European governments have no best solution to the sovereign-debt crisis, according to Mohamed El- Erian, chief executive officer of Pacific Investment Management Co., which runs the world’s biggest bond fund.
“The Europeans are operating in a world of second and third bests,” El-Erian said in Bloomberg Radio interview on “Bloomberg Surveillance” with Tom Keene. “There is not first best. They look at the benefits and the costs. It’s a very difficult balancing act right now.”
The cost of insuring European sovereign debt has climbed to a record as the crisis that last year led to 178 billion euros ($232 billion) in European Union and International Monetary Fund aid for Greece and Ireland threatened to claim Portugal as its next victim.
The euro, down about 10 percent against the dollar over the past year, was up 0.5 percent to $1.3034 at 9:52 a.m. in New York.
European governments are considering aid for Portugal, debt buybacks, lower interest rates on rescue loans and guarantees against excessive debt as part of a package to quell the financial crisis, according to two people with direct knowledge of the talks.
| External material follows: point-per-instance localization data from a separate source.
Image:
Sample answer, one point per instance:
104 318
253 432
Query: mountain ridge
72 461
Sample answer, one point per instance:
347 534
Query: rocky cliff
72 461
The plan, which may include a loan to Portugal of about 60 billion euros and purchases of outstanding Greek debt, would mark an attempt to contain a crisis that has frustrated unprecedented efforts by policy makers to calm markets and raised questions about the health of the 17-nation euro economy.
‘Pile New Debt’
“The mindset today is let’s pile new debt on top of old debt, and that does not address the problem,” El-Erian said. “You need a mindset change that says let’s look at the fundamentals and let’s look at this as a solvency issue instead of a liquidity issue. That mindset will come when either the market forces it or when the underlying institutions are strong enough for that change.”
Portugal’s borrowing costs fell at a sale of 10-year bonds today. Portugal sold 599 million euros of bonds due in 2020 at a yield of 6.716 percent, the country’s debt management agency said. That compares with 6.806 percent at the previous auction on Nov. 10. The government also placed 650 million euros of bonds due in 2014 at a yield of 5.396 percent, up from the 4.041 percent on Oct. 27.
“It’s critical to stop the upward migration of spread widening because if you get to Spain then it’s really systemic because after Spain is Italy,” El-Erian said. “You cannot run advanced economies at those levels.”
Pimco, a unit of the Munich-based insurer Allianz SE, manages $1.236 trillion of assets as the world’s biggest manager of bond funds.